Pork Butt: You’ll want to slow cook at 225°F with a filled water pan. The pan works twice as hard, acting as both a drip and water pan. As with the ribs, the ThermoTemp’s consistent temp and ideal smoke give delicious results with barely any effort. Meanwhile, any drippings that miss the pan end up in a slide-out tray on the lower left.
Fuel: The Masterbuilt MPS 340/G has an appropriate LP propane container bracket that fixes the tank to its lower right, so you won’t need to manage the tank and smoker individually. A fuel gauge combined with the controller offers a rough idea of how much fuel is in the tank.
Even with such a helpful feature, it’s always best to have a backup propane tank. You wouldn’t like to run out of propane gas late at night as you’re having a 12-hour cook session. While the smoker’s bottom doesn’t get too hot, it should be kept on pavers or a mat when present in any area that can be affected by heat.
Safety: Masterbuilt keeps your safety a priority, with features like the safety valve that turns off the gas if the burner fire goes out. There’s also the regulator and fuel gauge to manage the gas safely and efficiently. That’s why you won’t have to worry about running out of gas suddenly with a half-cooked slab of meat and some hungry guests.
I can’t lie. The unboxing can be tedious. The ThermoTemp is the first smoker that may need some unpacking instructions because the product is packed like a Thanksgiving turkey. Once unboxed, though, the manual instructions are alright, and the setup isn’t too bad.
The only issue would be guiding the thermostat and its wire through a tiny, skewed hole. The good thing is if there are any missing parts, you can just call customer service, and they’ll send them over right away.
The company provides a limited one-year limit which doesn’t include rusting or paint finishes.
Pros and Cons
- Thermostat for more accurate temp control. Unlike other propane smokers with cheap thermometers, the ThermoTemp has a thermostat at the rear of the smoker to communicate with the burner system. This provides more accurate and steady temperatures.
- Comes with a tank connector and fuel gauge. The propane tank connects to a bracket on the smoker’s side, making it convenient to move the appliance around. The fuel gauge prevents you from running out of gas during a cook.
- Dual door access. If you want to use the chip tray, you just open the lower door without affecting your cook.
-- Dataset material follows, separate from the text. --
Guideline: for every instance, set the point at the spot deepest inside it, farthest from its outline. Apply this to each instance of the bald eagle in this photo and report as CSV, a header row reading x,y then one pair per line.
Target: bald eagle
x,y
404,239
The tray is conveniently connected to the door, making it easy to reload.
- Short warranty. A one-year limited warranty exclusive of cover paint or rust isn’t ideal, considering other cheaper brands such as Pit Boss now offer 5 years.
- Poor visibility while the door is closed. The glass door looks great but fogs up from moistness as you cook, so it’s not practical to check how the food is cooking.
The Masterbuilt MPS 340/G ThermoTemp XL Propane Smoker effectively provides groundbreaking use of thermostats a propane smoker at a reasonable price. This latest gas smoker from Masterbuilt offers a unique design with tons of cool features.
In my opinion, the most fantastic feature is the thermostat that controls the airflow to the burner while giving you a more accurate temp reading as you smoke your meat. While there is a more compact 330/G model that can save you money, the XL version is still the better option if you want to smoke a large amount of food for lots of people.
Will Masterbuilt get more creative and start a revolution of thermal control, not just for propane smokers but grills as well? Well, we’re keeping an eye out after this model’s release, that’s for sure.